The measure is expected to get a floor vote next week as lawmakers scramble to meet the needs of migrants seeking to enter the United States and those of the cash-strapped agencies responsible for their care and shelter. Lawmakers have little time left before they leave for a 10-day July Fourth recess.
“We’re going to run out of money in July because the numbers are just so high,” Health and Human Service Secretary Alex Azar said Friday, according to the Associated Press. “This is not about politics. This is not about immigration policy. This is a humanitarian relief package. And it has got to pass. It’s got to pass immediately. We are out of money and we are out of capacity.”
The 27-page House bill is similar to compromise legislation approved overwhelmingly this week in a bipartisan vote by Senate appropriators. Like the $4.6 billion Senate bill, the House version provides hundreds of millions of dollars for processing facilities, food, water and medical services. But it also contains some key differences sought by liberals, including extra oversight requirements for the administration, restrictions on how the money can and cannot be spent and significantly less funding for Immigration and Customs Enforcement.

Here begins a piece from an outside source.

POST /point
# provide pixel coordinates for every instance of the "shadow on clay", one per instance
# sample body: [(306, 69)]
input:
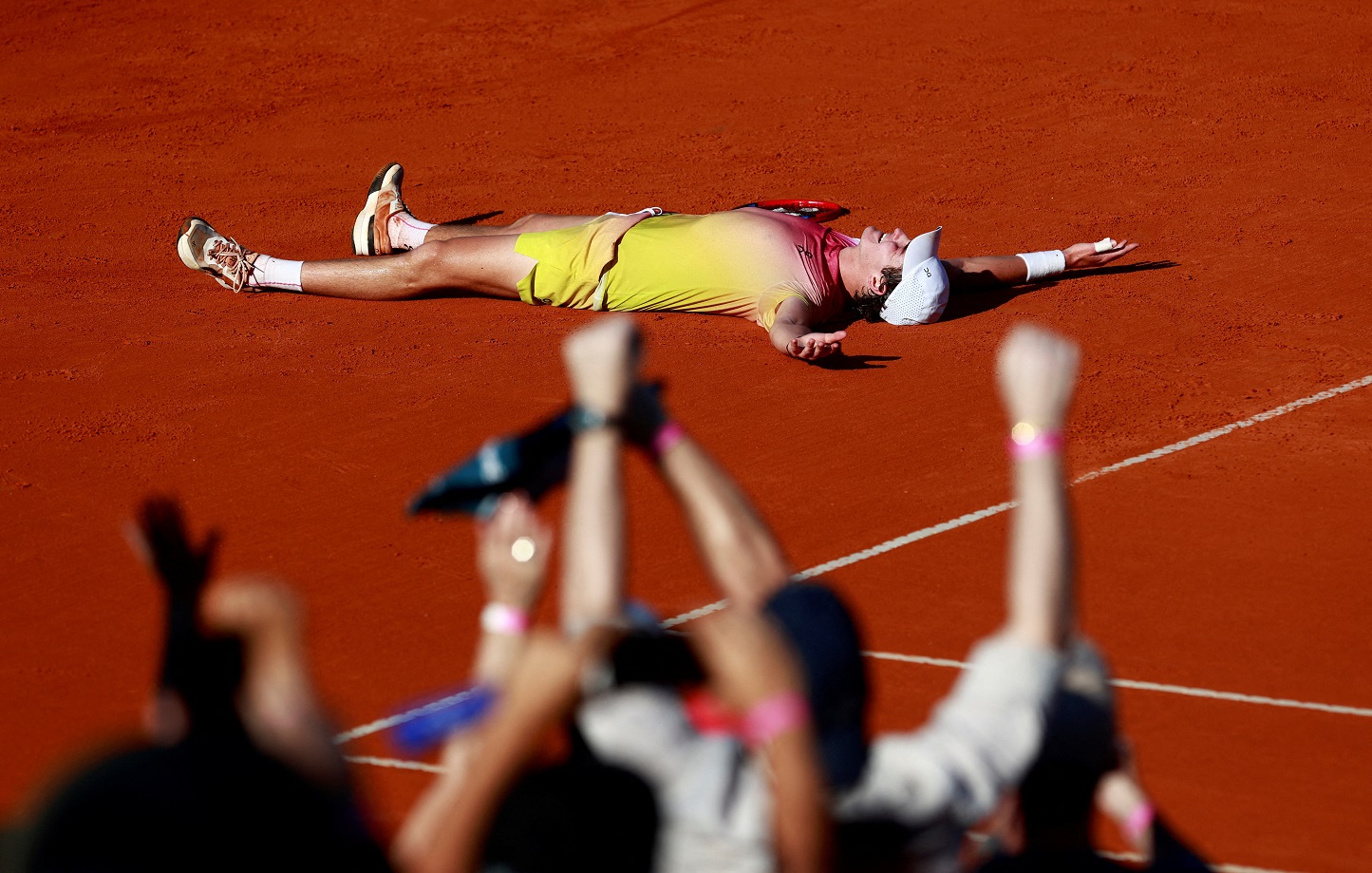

“There are serious humanitarian needs at the border, and we all recognize the clear need to act,” said House Appropriations Committee Chairwoman Nita Lowey (D-NY). “This legislation would address the humanitarian crisis in a way that balances the needs at the border with the imperative to hold the administration accountable.”
The bottom line: “The bill sets up a clash with the Senate, which had painstakingly worked out its own bipartisan compromise bill with the expectation that it would pass quickly through both chambers,” The Hill’s Niv Ellis writes. But Andrew Taylor of the Associated Press says that many lawmakers expect the Senate’s compromise version “will generally prevail.”